|Look at that enormous Sloat head.|
I’m typing this from the doctor’s office. We’re here for a checkup on Isaac, making sure he’s growing like he should and hoping he won’t be covering his face for the next ultrasound.
I’m about to be brutally honest with you, and I hope you can forgive me for it.
I don’t want four kids.
Up until this morning, I have been dreading Isaac’s arrival, I’ve been worrying about my money, my time, and the fact that I’ve got three adopted children who might grow up holding a grudge against our sole biological child.
Akeeli, Aven, and Drake, if you’re reading this, I need you to know I never loved you any less than Isaac. Not for one second. I know you can’t help feeling like you might feel, but listen: I love you more than you could ever imagine. I love you so much I’d die for you.
On the way to Tulsa this today, I had to drop my truck off in Wagoner to get the oil changed. This is in no way a sponsored post, but the guys at Kevin Grover are seriously the best, and one in particular slapped me in the face with some truth this morning.
He walked over to me, and I spent some time trying to figure out if I was looking at his smile or the sun. That’s Neil being Neil though. I’ve never thought of him as car salesman, he’s a friend who happens to be exceptionally skilled at getting me to spend huge sums of money on things with four wheels.
My son weighs 2.6 pounds today. He’s grown tremendously in the last two weeks.
We’re sitting in the lab now, waiting on blood to be drawn. In fact, I’m almost positive Alicia is actually reading what I type as I type it. She’s talking about how much Isaac has grown over the past couple of weeks, and saying that he better slow down. I think she’s finally realizing that when you have a giant for a husband, his kids might be huge too. I don’t know, maybe just my head is giant.
Back to Neil. He came over and shook my hand.
“Two things to congratulate you for, Travis. One, you look fantastic, and two, your newest little one!”
Everyone always does that. If they’re familiar with our situation at all, they’re so excited for us; for me. I get that, and I’m thankful for the empathy, but up until today, it was a forced smile, forced enthusiasm. So I smiled back at him, and I gave my prototypical response.
“Aww, thanks! Be excited for her though, I don’t want four kids.”
Neil didn’t even blink.
“Oh stop that, Travis. You’ve created an eternal soul.”

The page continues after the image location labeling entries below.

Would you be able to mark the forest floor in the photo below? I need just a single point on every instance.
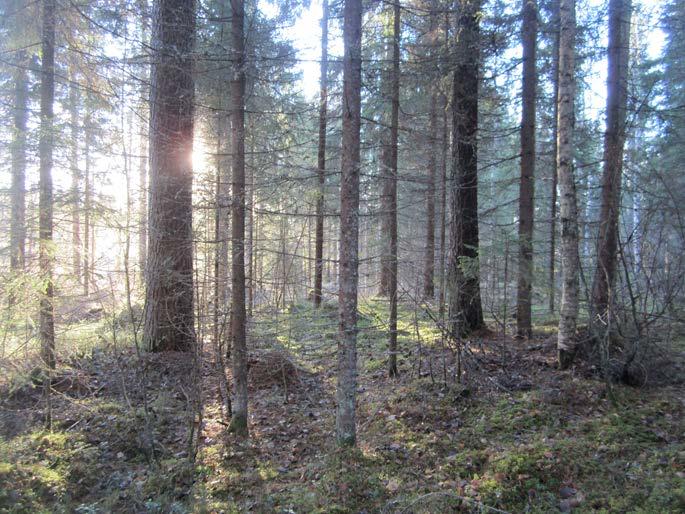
(515, 435)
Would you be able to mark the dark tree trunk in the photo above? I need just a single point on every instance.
(18, 220)
(555, 147)
(349, 225)
(323, 107)
(527, 184)
(614, 140)
(169, 321)
(392, 189)
(466, 313)
(75, 180)
(45, 245)
(568, 208)
(238, 318)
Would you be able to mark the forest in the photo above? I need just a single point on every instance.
(365, 256)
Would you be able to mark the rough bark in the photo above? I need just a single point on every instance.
(568, 208)
(527, 184)
(238, 317)
(74, 98)
(392, 190)
(614, 141)
(466, 313)
(18, 192)
(349, 226)
(169, 320)
(45, 207)
(321, 164)
(553, 202)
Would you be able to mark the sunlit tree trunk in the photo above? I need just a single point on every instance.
(345, 423)
(466, 313)
(568, 209)
(238, 318)
(527, 184)
(614, 141)
(321, 168)
(169, 316)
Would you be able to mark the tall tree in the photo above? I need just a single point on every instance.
(45, 204)
(553, 188)
(389, 160)
(568, 208)
(20, 115)
(614, 141)
(527, 183)
(238, 318)
(345, 423)
(466, 312)
(169, 320)
(321, 168)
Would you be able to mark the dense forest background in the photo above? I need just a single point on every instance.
(410, 256)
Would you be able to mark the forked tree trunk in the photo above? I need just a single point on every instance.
(568, 208)
(345, 428)
(169, 317)
(238, 317)
(614, 141)
(321, 168)
(466, 313)
(527, 184)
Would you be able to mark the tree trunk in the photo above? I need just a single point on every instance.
(614, 140)
(466, 313)
(45, 206)
(18, 219)
(238, 318)
(169, 317)
(392, 189)
(349, 225)
(75, 179)
(323, 107)
(527, 184)
(553, 206)
(568, 209)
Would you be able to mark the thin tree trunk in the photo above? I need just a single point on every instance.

I’m alone now, Alicia has gone back to have her blood drawn, and I’m fighting tears as I type this. It’s me and one old lady in the waiting room, and I don’t need her wondering why the behemoth four chairs down is blubbering quietly into his cell phone.
We’ve created an eternal soul.
My son is an eternal soul.
Isaac is an eternal soul.
Somewhere in my brain a switch flipped. I took a couple of confused steps and finally spit out a response.
“Thank you, Neil. I’ve never looked at it like that.”
“I’ll leave you guys alone, I know you’ve got a busy day planned!”
He bounced away, frustratingly happy, unaware of the chaos he’d just wreaked in my brain. Unaware of his creating a tectonic shift in the pangean plate that is my selfishness.
You see, that’s all it is, selfishness. One thing I’ve discovered since having children is that I am, by nature, a selfish person. I didn’t realize that until after we’d adopted the kids, but it’s true. I am a selfish person. I want my time, my money, my stuff, my wife. I, I, I, I.
I’m not saying all that changed instantly. I know somewhere between now and the next eighteen years, I’m going to be selfish. But I was given a new way to look at things today. I have four eternal souls that I am now responsible for. Five and six if you count mine and my wife’s, and that’s a whole lot of souls to be in charge of.
My dad figured it out. I don’t know how, but he figured it out. Reading his writings from when I was a kid, I know he was frustrated, unsure of himself as a father, and selfish. But at some point he cracked the code. He figured it out, and he took responsibility for the eternal souls he’d helped create, and he did a damn fine job of it.
Now I’m back at the doctor’s office, waiting for my beautiful wife and my son to come back from getting a shot, which is apparently what you have to do when your husband’s blood (A+), has a higher GPA than yours (A-). We’ll leave here and go pick up two other sons and a daughter, all of which are mine.
Today is a new day. Today I was verbally slapped by a friend who has obviously figured some of it out.
Here she comes. Gotta go. I’m gonna try figure it out.